6. SPX 500: The “Buy the Dip” Setup

The S&P 500 is offering a textbook trend continuation setup. After a healthy correction, the index is preparing for the next leg higher.

  • SMC Analysis: Price is retracing into a premium Demand Zone (Green FVG). This is a high-probability area for bulls to defend. We expect price to dip into this zone to “refuel” before attacking the Equal Highs (EQH) above 7,000.
  • Wave Analysis: This pullback counts clearly as a corrective wave within a strong uptrend. Once this corrective substructure is finished in the demand zone, the path of least resistance is up, targeting fresh all-time highs.

Conclusion: The “Inflation Gauntlet” Strategy

As we head into the week of February 9 – 13, the market is at a decisive pivot point. The CPI release on Wednesday will be the primary engine for volatility, likely triggering the final “liquidity flushes” we see in the charts for Bitcoin and DXY.

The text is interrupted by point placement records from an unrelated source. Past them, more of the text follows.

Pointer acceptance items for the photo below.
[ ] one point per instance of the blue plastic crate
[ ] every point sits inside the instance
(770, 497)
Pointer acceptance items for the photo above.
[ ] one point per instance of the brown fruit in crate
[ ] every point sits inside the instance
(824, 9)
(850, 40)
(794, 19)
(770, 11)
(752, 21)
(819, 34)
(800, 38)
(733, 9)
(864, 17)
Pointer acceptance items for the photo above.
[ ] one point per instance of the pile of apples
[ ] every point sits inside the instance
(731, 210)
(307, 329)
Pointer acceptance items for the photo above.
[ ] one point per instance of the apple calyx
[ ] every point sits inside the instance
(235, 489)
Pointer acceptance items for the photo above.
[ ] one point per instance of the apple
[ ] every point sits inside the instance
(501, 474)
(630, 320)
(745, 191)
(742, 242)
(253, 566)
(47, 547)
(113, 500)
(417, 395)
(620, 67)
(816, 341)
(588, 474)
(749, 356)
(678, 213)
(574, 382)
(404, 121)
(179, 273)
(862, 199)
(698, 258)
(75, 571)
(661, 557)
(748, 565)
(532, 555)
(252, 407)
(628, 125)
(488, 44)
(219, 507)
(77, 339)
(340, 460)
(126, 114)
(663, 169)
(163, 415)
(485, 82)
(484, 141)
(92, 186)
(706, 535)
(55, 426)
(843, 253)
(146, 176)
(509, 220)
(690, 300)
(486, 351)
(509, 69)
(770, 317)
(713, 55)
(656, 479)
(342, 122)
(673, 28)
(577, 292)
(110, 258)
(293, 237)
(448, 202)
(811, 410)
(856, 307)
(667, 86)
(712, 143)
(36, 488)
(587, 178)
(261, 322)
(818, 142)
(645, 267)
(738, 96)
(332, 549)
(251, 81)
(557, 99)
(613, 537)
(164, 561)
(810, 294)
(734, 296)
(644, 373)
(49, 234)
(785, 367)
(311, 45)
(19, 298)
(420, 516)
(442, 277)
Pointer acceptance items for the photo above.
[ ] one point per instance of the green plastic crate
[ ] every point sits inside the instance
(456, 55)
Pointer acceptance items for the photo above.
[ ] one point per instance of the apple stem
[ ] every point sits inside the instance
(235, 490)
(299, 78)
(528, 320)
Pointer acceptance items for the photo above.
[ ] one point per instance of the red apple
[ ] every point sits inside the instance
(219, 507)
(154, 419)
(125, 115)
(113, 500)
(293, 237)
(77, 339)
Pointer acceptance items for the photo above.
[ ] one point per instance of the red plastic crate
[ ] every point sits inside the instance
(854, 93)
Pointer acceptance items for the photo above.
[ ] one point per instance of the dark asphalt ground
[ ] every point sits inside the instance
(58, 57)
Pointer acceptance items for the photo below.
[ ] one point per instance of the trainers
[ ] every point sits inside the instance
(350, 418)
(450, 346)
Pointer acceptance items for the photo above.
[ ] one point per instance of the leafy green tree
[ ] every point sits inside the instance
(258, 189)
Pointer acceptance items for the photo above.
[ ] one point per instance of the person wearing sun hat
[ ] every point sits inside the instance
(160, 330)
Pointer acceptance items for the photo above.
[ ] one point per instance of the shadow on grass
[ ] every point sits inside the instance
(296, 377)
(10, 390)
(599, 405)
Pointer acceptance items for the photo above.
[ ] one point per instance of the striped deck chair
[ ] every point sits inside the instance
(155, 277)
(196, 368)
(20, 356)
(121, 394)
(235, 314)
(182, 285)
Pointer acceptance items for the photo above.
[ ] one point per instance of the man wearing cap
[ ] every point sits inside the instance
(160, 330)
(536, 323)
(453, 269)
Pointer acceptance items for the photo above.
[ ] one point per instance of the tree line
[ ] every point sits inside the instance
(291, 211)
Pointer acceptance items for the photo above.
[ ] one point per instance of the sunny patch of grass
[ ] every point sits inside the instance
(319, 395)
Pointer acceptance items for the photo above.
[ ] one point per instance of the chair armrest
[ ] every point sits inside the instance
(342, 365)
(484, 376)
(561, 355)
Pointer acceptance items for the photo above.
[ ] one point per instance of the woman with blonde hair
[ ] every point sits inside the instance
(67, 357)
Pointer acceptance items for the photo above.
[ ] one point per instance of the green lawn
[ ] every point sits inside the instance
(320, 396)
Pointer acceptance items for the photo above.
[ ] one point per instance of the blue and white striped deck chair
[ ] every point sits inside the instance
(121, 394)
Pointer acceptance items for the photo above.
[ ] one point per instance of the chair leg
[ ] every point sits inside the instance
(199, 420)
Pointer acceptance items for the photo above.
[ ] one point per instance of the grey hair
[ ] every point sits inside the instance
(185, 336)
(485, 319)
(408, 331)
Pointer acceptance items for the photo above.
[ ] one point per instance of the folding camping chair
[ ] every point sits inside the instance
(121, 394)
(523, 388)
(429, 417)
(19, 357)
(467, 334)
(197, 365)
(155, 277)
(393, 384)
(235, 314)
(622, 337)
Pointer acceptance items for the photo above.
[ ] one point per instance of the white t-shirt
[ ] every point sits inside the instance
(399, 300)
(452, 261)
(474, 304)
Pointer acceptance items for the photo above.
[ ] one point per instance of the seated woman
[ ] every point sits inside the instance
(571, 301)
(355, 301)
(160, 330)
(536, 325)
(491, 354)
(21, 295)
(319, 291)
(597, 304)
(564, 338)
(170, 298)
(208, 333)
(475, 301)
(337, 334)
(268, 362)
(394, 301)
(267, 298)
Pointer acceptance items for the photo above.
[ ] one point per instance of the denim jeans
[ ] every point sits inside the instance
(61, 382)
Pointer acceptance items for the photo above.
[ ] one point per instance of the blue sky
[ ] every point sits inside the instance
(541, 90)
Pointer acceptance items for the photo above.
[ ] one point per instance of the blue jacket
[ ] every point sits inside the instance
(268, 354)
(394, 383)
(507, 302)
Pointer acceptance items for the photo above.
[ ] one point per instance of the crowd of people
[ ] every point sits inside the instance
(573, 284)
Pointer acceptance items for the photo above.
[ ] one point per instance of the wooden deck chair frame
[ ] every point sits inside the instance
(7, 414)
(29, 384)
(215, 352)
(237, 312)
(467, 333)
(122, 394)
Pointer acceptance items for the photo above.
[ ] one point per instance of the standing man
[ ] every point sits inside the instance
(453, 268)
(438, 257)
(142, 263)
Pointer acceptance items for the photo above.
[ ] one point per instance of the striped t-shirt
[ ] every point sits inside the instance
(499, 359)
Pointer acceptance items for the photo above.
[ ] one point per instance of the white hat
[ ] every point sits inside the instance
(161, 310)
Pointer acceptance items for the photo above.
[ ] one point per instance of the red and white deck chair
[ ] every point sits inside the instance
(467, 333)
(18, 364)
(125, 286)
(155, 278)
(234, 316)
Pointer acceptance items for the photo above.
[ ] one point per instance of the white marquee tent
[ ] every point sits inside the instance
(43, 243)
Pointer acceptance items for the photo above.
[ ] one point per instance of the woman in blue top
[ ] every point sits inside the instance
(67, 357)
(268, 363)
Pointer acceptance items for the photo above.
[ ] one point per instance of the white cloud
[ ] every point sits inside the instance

For the SMC trader, patience is your edge this week. Gold and SPX500 are setting up for bullish continuation after their corrections, while Bitcoin demands one final “washout” to trap eager early buyers. The DXY remains the key indicator—if it fails at the 98.20 Supply Zone, expect the “Risk-On” assets (Gold, BTC, Equities) to fly. Do not chase the initial move; wait for the liquidity sweep.

DISCLAIMER: FOR EDUCATIONAL PURPOSES ONLY

The information, analysis, and charts presented in this “Weekly Market Outlook” are strictly for educational and informational purposes only. They do not constitute financial advice, investment recommendations, or a signal to buy or sell any financial instrument.

Risk Warning: Trading Forex, Commodities, Indices, and other financial instruments involves a high level of risk and may not be suitable for all investors. Leverage can work against you as well as for you. You should be aware of all the risks associated with financial market trading and seek advice from an independent financial advisor if you have any doubts.

No Liability: The author accepts no liability for any loss or damage, including without limitation to, any loss of profit, which may arise directly or indirectly from use of or reliance on such information. Past performance is not indicative of future results. Trade at your own risk.